Dmitry Vyukov <[email protected]> wrote:
> > IMPORTANT: if you fix the issue, please add the following tag to the commit:
> > Reported-by: [email protected]
>
> Is this also fixed by "netfilter: arptables: use pernet ops struct
> during unregister"?
> The warning is the same, but the stack is different...
No, this is a different bug.
In both cases the caller attempts to unregister a hook that the core
can't find, but in this case the caller is nftables, not arptables.
On Sat, May 08, 2021 at 04:46:57PM +0200, Florian Westphal wrote:
> Dmitry Vyukov <[email protected]> wrote:
> > > IMPORTANT: if you fix the issue, please add the following tag to the commit:
> > > Reported-by: [email protected]
> >
> > Is this also fixed by "netfilter: arptables: use pernet ops struct
> > during unregister"?
> > The warning is the same, but the stack is different...
>
> No, this is a different bug.
>
> In both cases the caller attempts to unregister a hook that the core
> can't find, but in this case the caller is nftables, not arptables.
I see no reproducer for this bug. Maybe I broke the dormant flag handling?

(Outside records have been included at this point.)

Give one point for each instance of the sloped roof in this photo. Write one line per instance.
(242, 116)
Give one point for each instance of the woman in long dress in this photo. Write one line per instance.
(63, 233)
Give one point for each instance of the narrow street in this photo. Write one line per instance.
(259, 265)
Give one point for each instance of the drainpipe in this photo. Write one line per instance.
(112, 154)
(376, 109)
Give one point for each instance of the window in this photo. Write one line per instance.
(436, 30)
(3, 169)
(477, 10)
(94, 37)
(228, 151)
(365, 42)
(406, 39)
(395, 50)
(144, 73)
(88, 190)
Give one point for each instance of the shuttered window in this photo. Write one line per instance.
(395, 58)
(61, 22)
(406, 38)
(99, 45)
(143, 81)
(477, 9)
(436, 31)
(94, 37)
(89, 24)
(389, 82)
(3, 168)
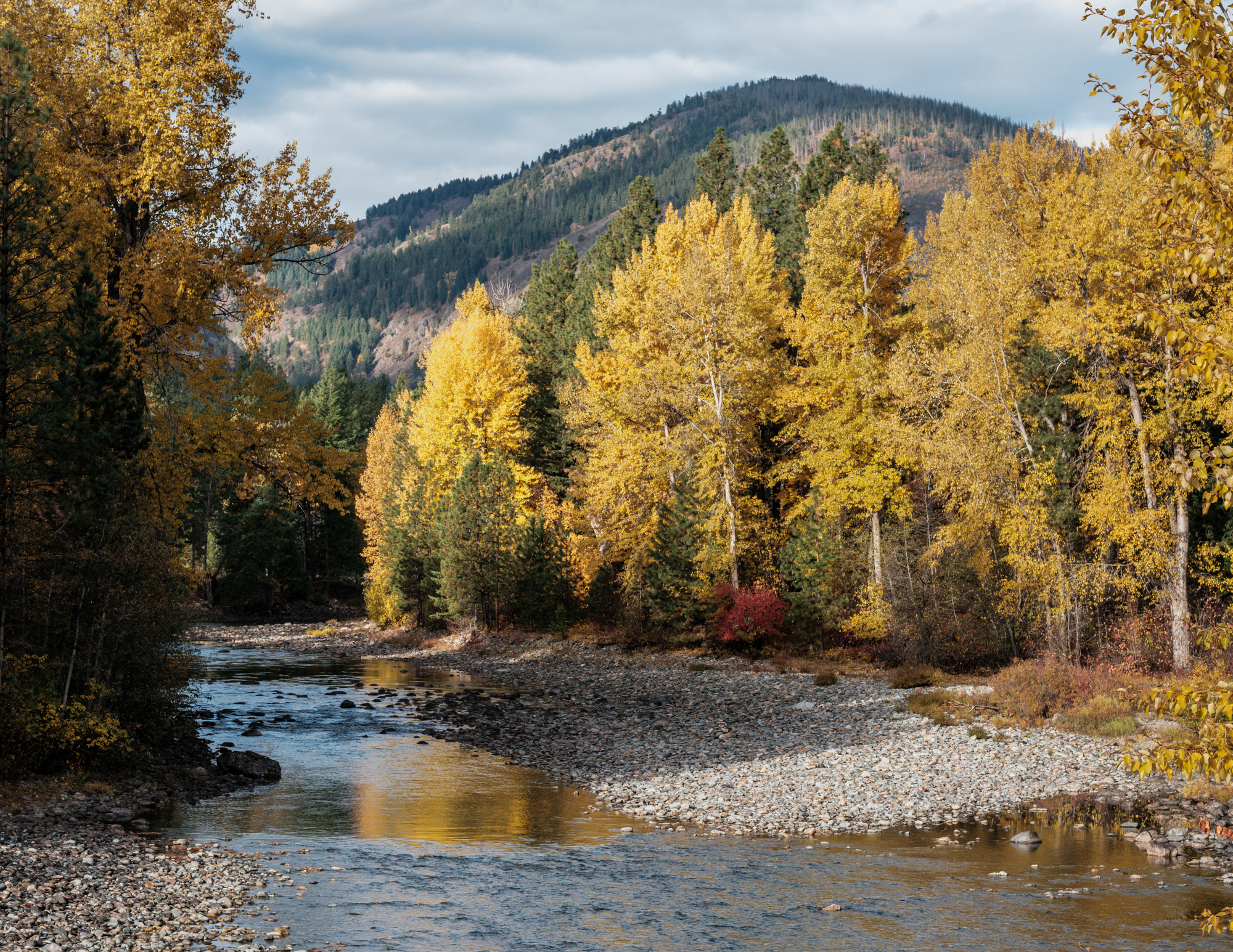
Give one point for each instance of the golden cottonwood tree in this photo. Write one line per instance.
(685, 381)
(837, 402)
(475, 386)
(965, 404)
(179, 227)
(1033, 384)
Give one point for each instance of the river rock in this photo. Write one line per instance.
(251, 763)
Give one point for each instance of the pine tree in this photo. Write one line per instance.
(478, 537)
(546, 595)
(637, 221)
(825, 168)
(870, 162)
(544, 332)
(717, 173)
(771, 184)
(673, 593)
(262, 555)
(808, 563)
(94, 422)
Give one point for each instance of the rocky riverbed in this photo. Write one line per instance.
(670, 740)
(94, 885)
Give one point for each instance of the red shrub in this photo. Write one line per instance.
(750, 616)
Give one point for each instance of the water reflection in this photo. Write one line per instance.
(447, 847)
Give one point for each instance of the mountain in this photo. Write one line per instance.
(394, 287)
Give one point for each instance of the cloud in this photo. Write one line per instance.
(404, 96)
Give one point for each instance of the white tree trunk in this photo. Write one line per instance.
(1178, 596)
(732, 531)
(876, 548)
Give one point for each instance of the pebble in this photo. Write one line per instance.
(737, 747)
(93, 885)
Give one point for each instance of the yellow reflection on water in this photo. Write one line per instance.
(447, 794)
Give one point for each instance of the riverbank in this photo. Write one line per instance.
(728, 750)
(84, 884)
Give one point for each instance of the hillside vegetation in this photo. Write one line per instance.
(412, 257)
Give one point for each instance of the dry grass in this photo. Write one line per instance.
(787, 664)
(917, 676)
(943, 707)
(1105, 715)
(1031, 692)
(1204, 789)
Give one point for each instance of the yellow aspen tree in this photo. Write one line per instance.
(687, 378)
(181, 229)
(837, 402)
(965, 405)
(1103, 261)
(475, 386)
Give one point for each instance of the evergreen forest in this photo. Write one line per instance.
(414, 256)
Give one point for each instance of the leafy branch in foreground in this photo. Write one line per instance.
(1211, 754)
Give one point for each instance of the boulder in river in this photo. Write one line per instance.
(250, 763)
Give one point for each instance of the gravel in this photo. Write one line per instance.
(94, 885)
(728, 750)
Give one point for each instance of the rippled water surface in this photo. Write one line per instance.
(452, 848)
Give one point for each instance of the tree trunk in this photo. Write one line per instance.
(876, 548)
(1179, 597)
(732, 531)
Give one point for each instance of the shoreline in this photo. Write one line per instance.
(727, 750)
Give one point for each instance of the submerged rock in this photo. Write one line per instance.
(250, 763)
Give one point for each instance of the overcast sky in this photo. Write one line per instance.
(401, 96)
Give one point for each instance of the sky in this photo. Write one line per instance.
(398, 96)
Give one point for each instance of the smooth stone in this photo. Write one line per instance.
(250, 763)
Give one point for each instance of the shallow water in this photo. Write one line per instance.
(449, 847)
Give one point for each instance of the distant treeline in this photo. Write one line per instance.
(510, 216)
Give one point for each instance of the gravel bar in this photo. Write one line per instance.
(96, 885)
(732, 751)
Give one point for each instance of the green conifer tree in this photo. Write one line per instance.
(825, 168)
(674, 591)
(637, 221)
(478, 538)
(546, 597)
(717, 173)
(544, 332)
(809, 563)
(870, 161)
(771, 184)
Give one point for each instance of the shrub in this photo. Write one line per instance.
(1104, 717)
(750, 616)
(1036, 690)
(943, 707)
(917, 676)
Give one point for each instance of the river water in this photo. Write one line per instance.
(447, 847)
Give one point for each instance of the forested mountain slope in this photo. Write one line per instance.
(394, 288)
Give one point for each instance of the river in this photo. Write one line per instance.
(443, 846)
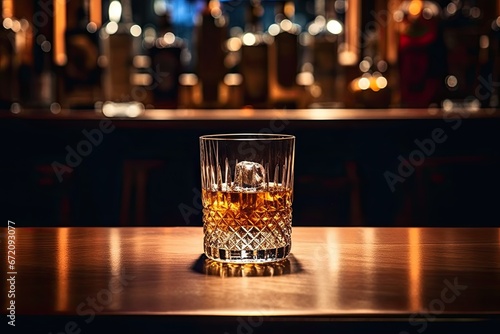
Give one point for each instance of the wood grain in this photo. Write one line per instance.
(333, 272)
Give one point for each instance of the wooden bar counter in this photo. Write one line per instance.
(155, 279)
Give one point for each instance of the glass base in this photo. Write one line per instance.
(247, 256)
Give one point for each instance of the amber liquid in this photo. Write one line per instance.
(243, 226)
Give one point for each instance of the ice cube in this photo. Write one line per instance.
(249, 176)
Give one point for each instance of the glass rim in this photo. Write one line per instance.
(247, 136)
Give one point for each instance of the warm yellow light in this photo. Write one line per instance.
(364, 83)
(233, 44)
(286, 25)
(249, 39)
(7, 8)
(381, 82)
(59, 29)
(96, 12)
(274, 29)
(334, 27)
(415, 7)
(115, 11)
(289, 9)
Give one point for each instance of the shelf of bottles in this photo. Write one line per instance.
(122, 57)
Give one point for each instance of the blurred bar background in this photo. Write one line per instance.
(80, 54)
(68, 59)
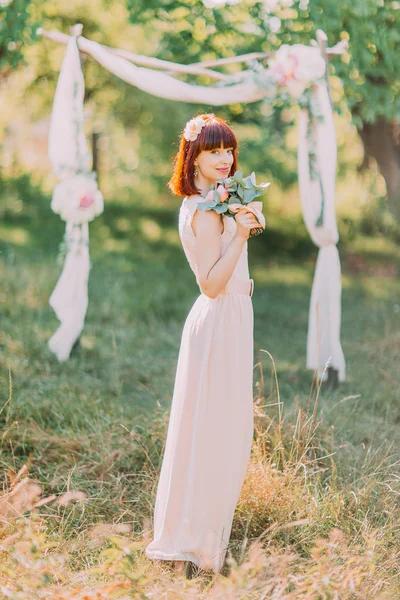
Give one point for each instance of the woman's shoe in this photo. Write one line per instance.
(190, 570)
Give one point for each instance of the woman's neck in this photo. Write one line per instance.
(204, 184)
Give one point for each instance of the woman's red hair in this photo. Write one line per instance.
(215, 133)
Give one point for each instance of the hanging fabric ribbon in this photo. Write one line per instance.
(317, 193)
(76, 198)
(291, 71)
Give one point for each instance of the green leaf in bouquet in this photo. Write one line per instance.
(208, 205)
(221, 208)
(238, 178)
(232, 186)
(249, 195)
(248, 184)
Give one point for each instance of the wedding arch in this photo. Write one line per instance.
(296, 72)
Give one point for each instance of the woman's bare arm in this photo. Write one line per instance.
(214, 270)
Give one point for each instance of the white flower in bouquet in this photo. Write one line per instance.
(77, 200)
(235, 193)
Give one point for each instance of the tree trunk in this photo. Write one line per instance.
(382, 142)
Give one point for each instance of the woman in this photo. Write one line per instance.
(211, 422)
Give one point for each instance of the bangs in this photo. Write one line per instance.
(215, 135)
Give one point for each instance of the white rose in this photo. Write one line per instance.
(77, 200)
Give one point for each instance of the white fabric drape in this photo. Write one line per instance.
(323, 343)
(69, 299)
(323, 340)
(164, 86)
(69, 154)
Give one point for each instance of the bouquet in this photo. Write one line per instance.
(234, 193)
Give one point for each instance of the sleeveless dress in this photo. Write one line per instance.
(210, 430)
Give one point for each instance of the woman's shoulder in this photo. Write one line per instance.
(192, 200)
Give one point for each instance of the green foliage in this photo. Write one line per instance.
(17, 29)
(370, 72)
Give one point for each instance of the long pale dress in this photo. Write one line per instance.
(211, 423)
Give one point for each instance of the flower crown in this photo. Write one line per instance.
(193, 128)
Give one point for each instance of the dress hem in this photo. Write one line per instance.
(154, 554)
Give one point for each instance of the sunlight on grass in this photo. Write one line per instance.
(285, 274)
(375, 245)
(150, 229)
(113, 245)
(15, 235)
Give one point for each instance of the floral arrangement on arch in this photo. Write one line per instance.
(290, 71)
(77, 199)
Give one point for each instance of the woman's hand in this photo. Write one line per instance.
(245, 221)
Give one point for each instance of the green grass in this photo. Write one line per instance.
(97, 423)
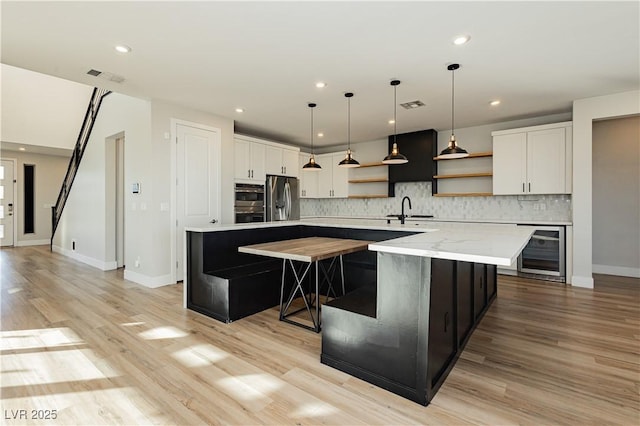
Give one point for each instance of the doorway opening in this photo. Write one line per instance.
(115, 191)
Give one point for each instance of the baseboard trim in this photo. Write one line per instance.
(26, 243)
(96, 263)
(147, 281)
(622, 271)
(584, 282)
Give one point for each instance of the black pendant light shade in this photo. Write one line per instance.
(394, 156)
(312, 166)
(453, 150)
(349, 161)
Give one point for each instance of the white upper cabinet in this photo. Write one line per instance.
(308, 180)
(256, 158)
(332, 180)
(533, 160)
(281, 161)
(249, 161)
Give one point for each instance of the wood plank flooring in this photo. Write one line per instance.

Or maybe syzbot got here after the arptables bug has been hitted?
On Thu, May 13, 2021 at 2:56 AM Pablo Neira Ayuso <[email protected]> wrote:
>
> On Sat, May 08, 2021 at 04:46:57PM +0200, Florian Westphal wrote:
> > Dmitry Vyukov <[email protected]> wrote:
> > > > IMPORTANT: if you fix the issue, please add the following tag to the commit:
> > > > Reported-by: [email protected]
> > >
> > > Is this also fixed by "netfilter: arptables: use pernet ops struct
> > > during unregister"?
> > > The warning is the same, but the stack is different...
> >
> > No, this is a different bug.
> >
> > In both cases the caller attempts to unregister a hook that the core
> > can't find, but in this case the caller is nftables, not arptables.
>
> I see no reproducer for this bug. Maybe I broke the dormant flag handling?
>
> Or maybe syzbot got here after the arptables bug has been hitted?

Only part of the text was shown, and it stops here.